Therapists, unfortunately, seem to find what we do to be very difficult to believe in... but having spent over twenty years as a software engineer, having a degree in science and a long, long list of reading in a wide range of fields, we don't find it hard to believe that this brain substrate which can handle all the muscular complications of walking, of dancing, of playing music and seeing and understanding language and producing it, of sorting out all the immense number of perceptual inputs into a manageable collection of perceptions and turning all that into an immense store of memories, managing the huge collection of symbolic information and associating it accurately with the words and problems and new information that fly past all day long -- all of that in parallel -- we don't find it very hard to believe in at all.... But I suppose it does help to make it more believable that we actually live it!
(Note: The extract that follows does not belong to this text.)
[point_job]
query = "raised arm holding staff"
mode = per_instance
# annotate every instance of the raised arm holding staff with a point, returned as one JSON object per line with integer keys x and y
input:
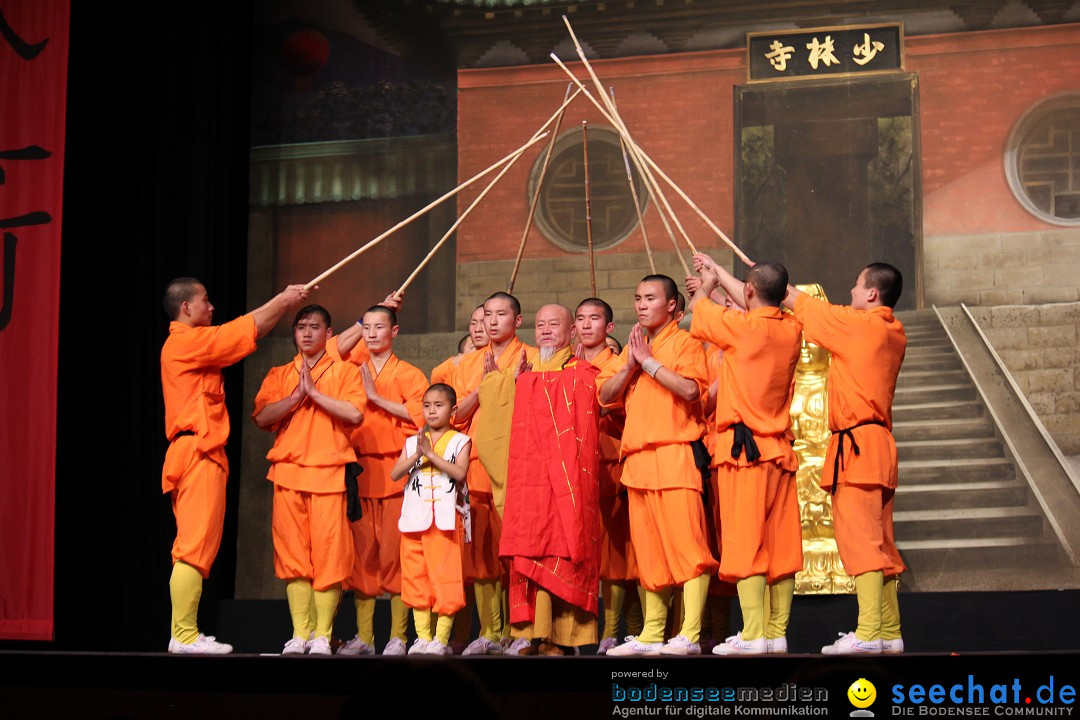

One of the standard questions for a multiple personality is "how many of you are in there?" ... our answer works out to something like "...more than that..." we don't find ourselves to be countable, too many of us are off the edge of conscious awareness.

If we (at the conscious level) really, really need to make a decision with EVERYONE'S input, we have an image we use of a long pier extending out into an ocean, (ok, these could be described as "symbols," but they're more real than that, the words we pick to describe them are essentially metaphors for what's going on in this mind, but there are no other words besides metaphorical ones to describe this.) We package up all the stuff we're trying to make the decision about, all the thoughts we've been mulling over, and drop it off the end of the pier; and wait to hear back.

We're on our second career, and it's even more fun than the first; we love being alive, and right now we need to run away to play music with friends.